Miriam Feder home


Report 25: To be continued

The next leg of the trip home lands me at Incheon Airport, just outside of Seoul Korea, a country I’ve never been to and know nothing about, tourist-wise. I push through the airport to get a map, get advice for a town destination, check half of my carry-on luggage and get some cash. I’m sent on the bus because it requires no transfers and overland will allow me to see more.

Although I’ve been traveling for an hour by bus, I’m a bit stunned to be left on the sidewalk, the bus pulling away. I feel at very loose ends, with no idea what I really want to do here. Suddenly I feel like I’m in the most foreign place I’ve ever been in with absolutely no preparation. I also feel the 4 hours of sleep I didn’t get the night before and the heat of the day opening up. Well, ok then. I’ll just plant myself for a few minutes, holding my map and looking at the return bus stop across the street, writing down the names of landmarks, including a small, culturally appropriate Starbucks.
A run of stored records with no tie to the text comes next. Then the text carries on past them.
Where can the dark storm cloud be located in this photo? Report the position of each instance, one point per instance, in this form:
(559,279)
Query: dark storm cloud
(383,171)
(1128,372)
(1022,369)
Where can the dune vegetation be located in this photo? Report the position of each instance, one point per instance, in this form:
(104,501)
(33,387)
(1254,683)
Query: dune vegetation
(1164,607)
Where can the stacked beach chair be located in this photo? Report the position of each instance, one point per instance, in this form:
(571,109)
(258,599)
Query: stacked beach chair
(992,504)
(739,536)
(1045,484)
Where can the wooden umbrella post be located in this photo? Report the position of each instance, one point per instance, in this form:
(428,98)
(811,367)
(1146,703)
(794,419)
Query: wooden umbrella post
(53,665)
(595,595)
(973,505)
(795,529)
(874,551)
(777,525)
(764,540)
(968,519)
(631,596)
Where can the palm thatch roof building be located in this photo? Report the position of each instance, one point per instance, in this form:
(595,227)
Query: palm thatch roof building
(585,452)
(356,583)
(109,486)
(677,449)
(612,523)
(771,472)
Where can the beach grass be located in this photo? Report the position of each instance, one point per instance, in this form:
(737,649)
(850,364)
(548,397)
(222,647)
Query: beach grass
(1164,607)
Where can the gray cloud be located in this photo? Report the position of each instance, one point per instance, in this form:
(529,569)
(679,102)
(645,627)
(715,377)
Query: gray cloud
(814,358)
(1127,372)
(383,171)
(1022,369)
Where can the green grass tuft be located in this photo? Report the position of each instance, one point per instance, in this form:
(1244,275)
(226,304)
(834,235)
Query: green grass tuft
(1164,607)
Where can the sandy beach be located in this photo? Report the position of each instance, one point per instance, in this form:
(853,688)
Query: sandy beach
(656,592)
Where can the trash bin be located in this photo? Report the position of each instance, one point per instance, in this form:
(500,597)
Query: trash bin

I got a little sense of how these busses work waiting for the one that took me into town. I decide a good place to start would be to take a good look at the return stop and see if it tells me when the bus goes back. But how do I cross this street I’m on? Nobody is just meandering out into traffic—my experience of the Asian norm. It occurs to me that somewhere beneath me there is a train station and that there are probably underground tunnels that are used for safe crossing. I find myself a stairway down and explore a bit.

People must be busy working—I see few folks for a city of millions on a weekday, and none of them look approachable language-wise. But I think I’m right that this will take me across the street. I check out the subway part, another level down, and decide that it’s smart to return to the airport the way I left. I have a short time, shortened further by a steep drop in energy for this adventure. I’d say figuring out how to have some fun and some lunch in this neighborhood is probably enough.

I write down some bus time options and head down to Insadong, the mostly-pedestrian old interesting touristy street. It’s lovely and just my speed for this adventure. The tourist info guy suggests a lunch place, when I claim to like local food and admit my comfort with “veggy.” The buildings are old and charming but this isn’t just a western tourist center. Local folks are streaming out for business lunches, local ladies have gathered for days out together and there are lots of galleries and shops to distract.

I overshoot—streets are small and packed—and I have to come back around to my lunch spot. Another helpful tourist patrol person helps me by writing out the name of the place I’m looking for in Korean. That was a nice idea, but practically speaking, it doesn’t help me recognize it. However when I show other restaurateurs the name, they redirect me. Honestly, if any of them had been a little more enterprising towards me, I would have been happy to stay at their establishment. The first wrong place I went into definitely made some killer dumplings. But I’m first sent and then delivered to a little place where we take off our shoes and sit on the floor. I’m the only westerner. There are gatherings of business men and business women. The menu is on the wall and I gesture my inability to read anything. My waitress starts to point at things and say words, and I recognize a phrase that sounds something like what I remember tourist info man saying. I nod vigorously. Food will come. Gen De Re.

In fact a prodigious amount of food comes, many types in little handmade ceramic dishes. There are two sauces—a fishy spicy one and a garlicky soy sauce one. Lots of small dishes of various veggies (pickled, boiled or lightly steamed,) a bowl of rice with sesame seeds and seaweed in it, a bowl of rich miso-based soup with tofu in a hot clay pot, and a cold tofu item. I’m given quick instruction and then later, when I still haven’t caught on adequately, a little more detailed coaching. Lots of assembly required.

The three women next to me are almost done with their lunch and are having a great time catching up. Each speaks animatedly in turn. It seems obvious that they are friends—not workmates—and that they don’t get together as often as they’d like. They leave before me, paying, finding shoes and bidding their goodbyes, when the one says “to be continued” –the only English I’ve heard in the place–to laughter.

Exactly right. Either I’m done taking in new material and this trip and the wonders of travel will need to be continued some other time or the trip’s done, even though I’m game for more. But either way, I buy myself a new sunhat for the Portland summer I’ll be flying into, find myself a Jewish/Korean Danish that will fill the pre-dinner gap and head back for a 45 minute nap on the bus. I’m leaving many adventures untouched, but I’m not leaving adventuring.